“Perhaps,” said Eve, with a little smile, in which the extreme corners of her pretty mouth had the peculiar tendency to turn down instead of up—“perhaps it is because they are grateful. Indians are not altogether destitute of that feeling.”

“True, Eve, true; it must be that. Will you tell us, Big Otter, how you managed to make these fellows so grateful?”

“I saved the chief’s life,” returned the Indian, curtly.

“Yes; but how, and when?”

“Four summers have passed since then. I was returning from a trip to the Rocky Mountains when it happened. Many bad pale-faces were in the mountains at that time. They were idle bad men from many lands, who hated work and loved to fight. One of them had been killed by a Sioux Indian. They all banded together and swore that they would shoot every Indian they came across. They killed many—some even who were friendly to the white men. They did not ask to what tribe they belonged. They were ‘redskin varmints,’ that was enough!

“The Strong Elk, whose hospitality we enjoy to-night, was chief of the Blackfeet. I was on my way to visit him, when, one evening, I came upon the camp of the pale-faces. I knew that sometimes they were not friendly to the red-man, so I waited till dark, and then crept forward and listened. Their chief was loud-voiced and boastful. He boasted of how many Indians he had killed. I could have shot him where I lay and then escaped easily, but I spared him, for I wished to listen. They talked much of the Strong Elk. I understood very little. The language of the pale-face is difficult to understand, but I came to know that in two hours, when the moon should sink, they would attack him.
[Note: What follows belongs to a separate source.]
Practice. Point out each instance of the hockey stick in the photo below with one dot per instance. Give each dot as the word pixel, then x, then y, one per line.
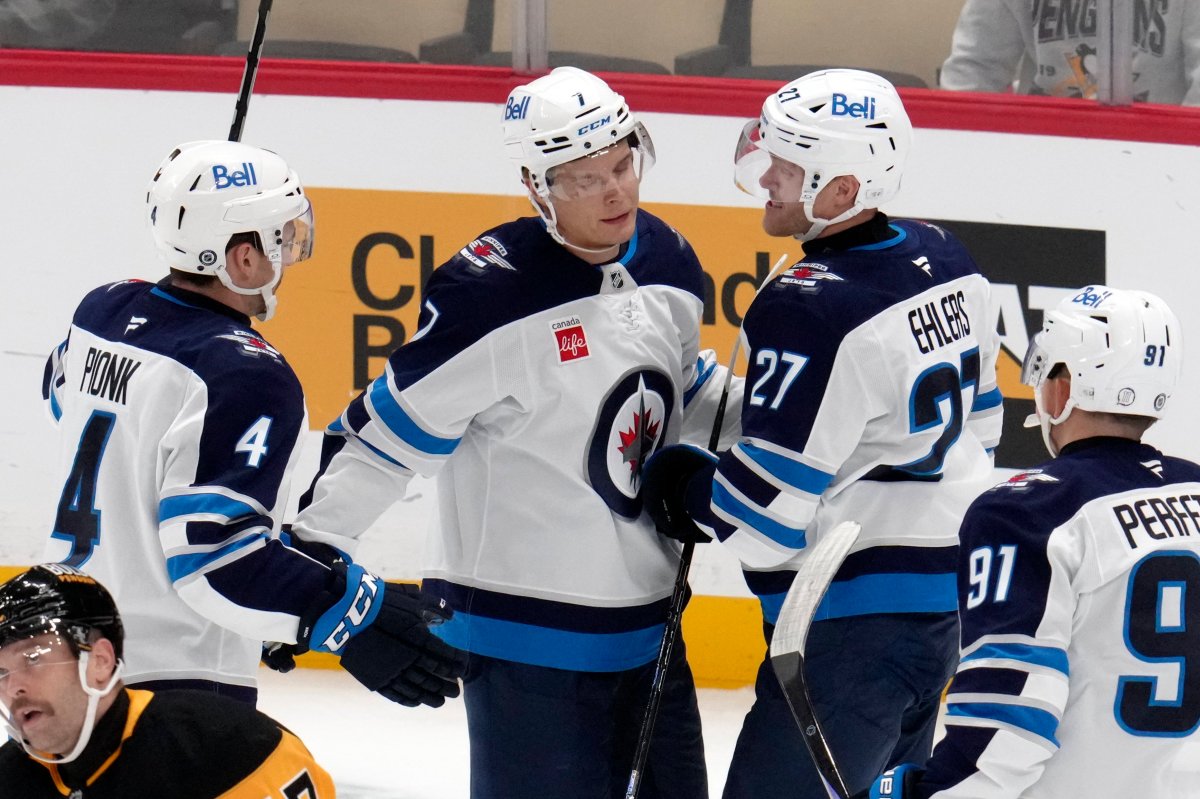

“I waited to hear no more. I ran like the hunted buffalo. I came to Strong Elk and told him. It was too late to move the camp, but we put it in a state of defence. When the pale-faces came, we were ready. Arrows, thick as the snowflakes in winter, met them when they came on, and many of them bit the dust. Some ran away. Some, who were brave, still came on and leaped our barricades. They fought like fiends. Their boastful chief saw Strong Elk and rushed at him. They grappled and fell. The pale-face had a keen knife. It was raised to strike. One moment more, and the Blackfoot chief had been in the happy hunting-grounds with his fathers, when the gun of Big Otter came down on the skull of the boastful one. It was enough. Strong Elk was saved—and he is grateful; waugh!”

“Well, he has reason to be!” said I, much impressed by the modest way in which the story was told. “And now,” I added, “since we have got a capital horse, and the journey before us is long, don’t you think we should start to-morrow!”

“Yes, to-morrow—and it is time for Waboose to rest. She is strong, but she has had much to weary her, and her grief is deep.”

With a kindly acknowledgment of the Indian’s thoughtful care of her, Eve rose and went to her tent. Big Otter lighted his pipe, and I lay down to meditate; but almost before I had time to think, my head drooped and I was in the land of forgetfulness.